Check if requested is nullbyte or hexbyte

Question

Check if requested is nullbyte or hexbyte

Closed this issue 8 years ago · 7 comments

Hi,

https://github.com/PouyaDarabi/Dynamic/blob/Develop/core/lib/security.php#L102&#L118
what happen here? when user call this func if user use username null byte or hex byte for username he/she get "not found error" for example : http://example.ir/%00

https://github.com/PouyaDarabi/Dynamic/blob/Develop/core/lib/security.php#L162&L164

    private static function TypeString($str) {
        return is_string(CleanUrlChar($str));
    }

Answer 1 · 2016-08-11T10:31:21.000Z

Hi,

I think null byte not working in PHP 5.3 or newer version functions
Can you be more specific about how it can be real a issue?

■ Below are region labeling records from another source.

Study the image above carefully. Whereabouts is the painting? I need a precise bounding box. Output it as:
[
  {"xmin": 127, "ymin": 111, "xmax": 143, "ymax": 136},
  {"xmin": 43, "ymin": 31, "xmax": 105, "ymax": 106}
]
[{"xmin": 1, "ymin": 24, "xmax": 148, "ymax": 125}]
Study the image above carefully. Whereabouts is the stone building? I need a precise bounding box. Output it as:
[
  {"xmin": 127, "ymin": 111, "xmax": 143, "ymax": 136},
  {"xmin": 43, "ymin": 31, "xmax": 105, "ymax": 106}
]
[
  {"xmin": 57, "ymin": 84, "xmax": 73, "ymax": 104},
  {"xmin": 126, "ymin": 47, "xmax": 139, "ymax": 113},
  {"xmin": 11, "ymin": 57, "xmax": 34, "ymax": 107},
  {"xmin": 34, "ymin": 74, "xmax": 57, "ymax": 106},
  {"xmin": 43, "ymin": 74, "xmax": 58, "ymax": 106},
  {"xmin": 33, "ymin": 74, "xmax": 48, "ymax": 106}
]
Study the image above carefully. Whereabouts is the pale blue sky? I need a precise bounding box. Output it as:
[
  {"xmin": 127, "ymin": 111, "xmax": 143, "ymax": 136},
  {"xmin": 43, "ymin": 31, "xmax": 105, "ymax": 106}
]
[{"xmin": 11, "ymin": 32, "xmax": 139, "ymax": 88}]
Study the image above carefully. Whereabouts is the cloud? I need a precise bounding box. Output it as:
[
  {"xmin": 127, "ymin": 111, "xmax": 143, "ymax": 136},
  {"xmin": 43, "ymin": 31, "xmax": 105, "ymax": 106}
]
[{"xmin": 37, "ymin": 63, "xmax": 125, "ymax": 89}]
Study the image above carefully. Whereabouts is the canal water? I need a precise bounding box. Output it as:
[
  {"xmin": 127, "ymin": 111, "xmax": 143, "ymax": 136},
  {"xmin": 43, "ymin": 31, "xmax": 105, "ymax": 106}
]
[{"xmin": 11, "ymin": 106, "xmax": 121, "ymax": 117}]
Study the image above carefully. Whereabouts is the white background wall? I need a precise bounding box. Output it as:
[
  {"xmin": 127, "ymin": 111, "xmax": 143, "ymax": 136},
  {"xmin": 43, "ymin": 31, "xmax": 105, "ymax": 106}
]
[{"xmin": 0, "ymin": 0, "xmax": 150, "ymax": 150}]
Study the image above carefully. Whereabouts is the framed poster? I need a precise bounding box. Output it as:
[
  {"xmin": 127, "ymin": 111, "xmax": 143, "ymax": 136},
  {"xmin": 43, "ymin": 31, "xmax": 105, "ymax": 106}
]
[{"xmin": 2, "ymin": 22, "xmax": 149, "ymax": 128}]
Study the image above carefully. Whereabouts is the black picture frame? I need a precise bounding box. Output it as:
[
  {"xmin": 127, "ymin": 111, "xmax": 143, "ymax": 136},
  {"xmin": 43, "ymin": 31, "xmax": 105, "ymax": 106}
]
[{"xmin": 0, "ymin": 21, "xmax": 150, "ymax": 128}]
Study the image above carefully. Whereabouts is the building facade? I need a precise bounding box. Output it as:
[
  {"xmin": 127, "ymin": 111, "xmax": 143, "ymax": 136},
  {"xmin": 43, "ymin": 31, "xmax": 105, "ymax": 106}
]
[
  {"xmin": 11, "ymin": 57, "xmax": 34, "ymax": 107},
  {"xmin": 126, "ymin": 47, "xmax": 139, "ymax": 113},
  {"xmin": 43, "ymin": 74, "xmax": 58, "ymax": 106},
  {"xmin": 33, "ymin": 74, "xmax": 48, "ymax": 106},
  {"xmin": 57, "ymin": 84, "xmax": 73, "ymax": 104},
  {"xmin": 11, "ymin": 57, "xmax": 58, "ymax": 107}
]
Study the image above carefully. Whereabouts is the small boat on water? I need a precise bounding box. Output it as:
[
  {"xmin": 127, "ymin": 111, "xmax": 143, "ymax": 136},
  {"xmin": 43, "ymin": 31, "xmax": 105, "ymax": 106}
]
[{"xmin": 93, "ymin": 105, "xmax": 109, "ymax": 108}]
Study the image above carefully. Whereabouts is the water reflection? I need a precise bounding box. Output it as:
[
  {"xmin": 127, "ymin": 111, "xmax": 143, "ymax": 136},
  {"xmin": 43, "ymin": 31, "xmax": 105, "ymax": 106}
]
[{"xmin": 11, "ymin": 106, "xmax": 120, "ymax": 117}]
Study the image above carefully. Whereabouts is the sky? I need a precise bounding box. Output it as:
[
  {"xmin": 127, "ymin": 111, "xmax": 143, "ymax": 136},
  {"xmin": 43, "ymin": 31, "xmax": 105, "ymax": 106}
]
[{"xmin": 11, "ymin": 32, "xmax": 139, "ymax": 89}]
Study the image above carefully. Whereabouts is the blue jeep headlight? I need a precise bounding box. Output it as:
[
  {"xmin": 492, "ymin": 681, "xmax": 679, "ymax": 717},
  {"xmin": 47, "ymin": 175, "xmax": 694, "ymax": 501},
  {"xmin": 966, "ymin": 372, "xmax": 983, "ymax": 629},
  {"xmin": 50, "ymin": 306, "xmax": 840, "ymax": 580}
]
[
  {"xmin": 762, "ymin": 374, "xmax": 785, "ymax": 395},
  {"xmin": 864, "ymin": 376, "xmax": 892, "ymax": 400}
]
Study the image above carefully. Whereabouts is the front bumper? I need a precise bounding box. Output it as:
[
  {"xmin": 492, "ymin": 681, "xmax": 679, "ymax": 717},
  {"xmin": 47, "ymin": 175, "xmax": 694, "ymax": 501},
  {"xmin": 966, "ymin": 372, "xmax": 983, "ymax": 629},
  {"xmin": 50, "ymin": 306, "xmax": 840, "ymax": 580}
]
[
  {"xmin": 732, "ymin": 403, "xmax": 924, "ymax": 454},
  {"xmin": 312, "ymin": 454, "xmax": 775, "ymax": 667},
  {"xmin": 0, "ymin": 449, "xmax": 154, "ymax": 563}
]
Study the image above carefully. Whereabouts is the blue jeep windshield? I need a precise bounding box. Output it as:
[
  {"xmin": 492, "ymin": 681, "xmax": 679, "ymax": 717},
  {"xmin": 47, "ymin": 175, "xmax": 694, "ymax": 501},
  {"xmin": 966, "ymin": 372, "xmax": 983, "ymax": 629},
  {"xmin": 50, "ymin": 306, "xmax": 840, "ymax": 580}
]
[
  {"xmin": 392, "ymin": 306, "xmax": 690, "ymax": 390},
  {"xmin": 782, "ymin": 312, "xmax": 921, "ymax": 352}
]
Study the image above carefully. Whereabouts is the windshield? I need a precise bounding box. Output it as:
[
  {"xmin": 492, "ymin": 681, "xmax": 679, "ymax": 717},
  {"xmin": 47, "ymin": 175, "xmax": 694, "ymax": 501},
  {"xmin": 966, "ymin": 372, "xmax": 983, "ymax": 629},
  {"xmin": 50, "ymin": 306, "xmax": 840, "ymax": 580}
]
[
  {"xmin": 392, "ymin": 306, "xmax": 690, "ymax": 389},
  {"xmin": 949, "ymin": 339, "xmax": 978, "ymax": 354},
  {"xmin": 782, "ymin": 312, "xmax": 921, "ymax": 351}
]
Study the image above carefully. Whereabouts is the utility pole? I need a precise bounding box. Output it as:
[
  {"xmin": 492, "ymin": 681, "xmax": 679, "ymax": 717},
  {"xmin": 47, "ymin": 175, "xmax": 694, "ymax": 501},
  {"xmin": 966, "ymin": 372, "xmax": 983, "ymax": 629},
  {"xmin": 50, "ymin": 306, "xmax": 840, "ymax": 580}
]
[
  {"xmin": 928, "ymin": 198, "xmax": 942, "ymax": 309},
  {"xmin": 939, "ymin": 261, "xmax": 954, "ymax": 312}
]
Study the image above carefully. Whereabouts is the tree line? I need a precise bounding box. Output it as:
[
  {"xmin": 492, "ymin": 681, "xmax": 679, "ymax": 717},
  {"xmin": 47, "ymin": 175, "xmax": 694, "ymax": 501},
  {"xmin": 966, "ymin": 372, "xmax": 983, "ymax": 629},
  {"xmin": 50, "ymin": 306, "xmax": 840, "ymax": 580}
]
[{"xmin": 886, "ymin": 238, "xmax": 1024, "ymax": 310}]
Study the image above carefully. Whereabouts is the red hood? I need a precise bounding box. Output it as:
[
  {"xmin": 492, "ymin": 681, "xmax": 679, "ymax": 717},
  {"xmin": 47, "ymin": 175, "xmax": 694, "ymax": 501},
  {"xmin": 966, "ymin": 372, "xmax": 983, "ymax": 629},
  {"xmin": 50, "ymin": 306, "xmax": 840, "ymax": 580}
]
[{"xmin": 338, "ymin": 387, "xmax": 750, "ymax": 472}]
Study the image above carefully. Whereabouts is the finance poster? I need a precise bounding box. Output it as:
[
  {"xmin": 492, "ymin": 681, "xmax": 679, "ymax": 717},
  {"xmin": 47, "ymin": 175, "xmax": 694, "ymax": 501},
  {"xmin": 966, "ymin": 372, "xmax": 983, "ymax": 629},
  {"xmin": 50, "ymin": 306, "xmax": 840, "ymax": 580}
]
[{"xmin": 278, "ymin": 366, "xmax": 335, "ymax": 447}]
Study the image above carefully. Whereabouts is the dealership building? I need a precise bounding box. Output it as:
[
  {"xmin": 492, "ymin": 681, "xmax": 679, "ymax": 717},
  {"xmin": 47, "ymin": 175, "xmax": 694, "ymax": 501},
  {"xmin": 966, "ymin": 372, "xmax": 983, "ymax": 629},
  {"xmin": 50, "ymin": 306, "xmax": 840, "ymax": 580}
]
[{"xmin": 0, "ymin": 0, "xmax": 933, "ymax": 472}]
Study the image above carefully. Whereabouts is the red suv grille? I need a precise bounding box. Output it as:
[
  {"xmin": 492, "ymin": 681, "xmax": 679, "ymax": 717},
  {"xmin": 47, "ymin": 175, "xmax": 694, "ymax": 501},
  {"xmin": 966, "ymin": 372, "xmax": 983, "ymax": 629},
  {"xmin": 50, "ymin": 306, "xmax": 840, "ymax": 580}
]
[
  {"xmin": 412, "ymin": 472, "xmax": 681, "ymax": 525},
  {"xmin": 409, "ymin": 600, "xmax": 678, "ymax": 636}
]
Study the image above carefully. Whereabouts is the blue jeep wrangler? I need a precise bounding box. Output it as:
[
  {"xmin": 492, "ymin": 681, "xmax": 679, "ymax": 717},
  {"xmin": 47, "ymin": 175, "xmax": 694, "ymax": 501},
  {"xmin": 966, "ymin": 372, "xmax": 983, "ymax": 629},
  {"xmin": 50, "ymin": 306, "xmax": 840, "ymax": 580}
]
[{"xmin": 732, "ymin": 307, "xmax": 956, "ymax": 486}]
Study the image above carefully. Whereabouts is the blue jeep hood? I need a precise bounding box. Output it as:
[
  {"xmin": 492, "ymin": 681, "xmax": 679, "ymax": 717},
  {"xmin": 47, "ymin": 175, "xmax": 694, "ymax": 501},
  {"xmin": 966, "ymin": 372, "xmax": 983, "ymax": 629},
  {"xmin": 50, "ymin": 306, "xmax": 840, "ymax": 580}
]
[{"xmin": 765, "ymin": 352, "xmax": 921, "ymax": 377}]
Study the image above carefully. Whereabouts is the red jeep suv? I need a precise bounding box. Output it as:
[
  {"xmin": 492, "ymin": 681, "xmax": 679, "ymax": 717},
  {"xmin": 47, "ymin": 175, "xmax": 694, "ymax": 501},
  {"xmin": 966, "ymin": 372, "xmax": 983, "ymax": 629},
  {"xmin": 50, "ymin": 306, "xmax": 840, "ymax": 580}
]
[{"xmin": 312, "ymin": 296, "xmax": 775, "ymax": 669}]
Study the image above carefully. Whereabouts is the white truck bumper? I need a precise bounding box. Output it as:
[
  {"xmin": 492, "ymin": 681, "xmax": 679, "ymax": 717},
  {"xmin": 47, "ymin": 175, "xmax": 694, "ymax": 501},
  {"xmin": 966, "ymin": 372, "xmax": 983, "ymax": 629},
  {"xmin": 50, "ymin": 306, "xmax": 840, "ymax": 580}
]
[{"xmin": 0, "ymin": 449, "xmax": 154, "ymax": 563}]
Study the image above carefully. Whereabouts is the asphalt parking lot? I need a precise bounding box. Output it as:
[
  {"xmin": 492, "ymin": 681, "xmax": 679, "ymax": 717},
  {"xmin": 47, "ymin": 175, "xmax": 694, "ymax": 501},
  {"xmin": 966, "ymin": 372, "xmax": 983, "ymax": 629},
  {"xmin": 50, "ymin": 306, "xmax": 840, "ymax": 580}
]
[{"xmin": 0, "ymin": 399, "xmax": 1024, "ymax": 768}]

https://github.com/PouyaDarabi/Dynamic/blob/Develop/core/lib/security.php#L162&L164

private static function TypeString($str) {
return is_string(CleanUrlChar($str));
}

And why we should remove bad URL chars in TypeString, which is used for any string validation?

Thanks

Answer 2 · 2016-08-11T10:47:11.000Z

Hi,

for example this is a username field for my site example : http://examplesite.com/ <username> from html , with request POST

$username = '%00'; get field from POST request for username  
$Method = 'p';
CheckInput($username, $Method, $Type ='')
checked for save in to DB, return True,

with selectone username in url (http://examplesite.com/%00)

from apache response error not found ,

Thanks,

Answer 3 · 2016-08-11T17:04:20.000Z

Hi,

CheckInput isn't a URI validator, this function just check the passed variable and data type!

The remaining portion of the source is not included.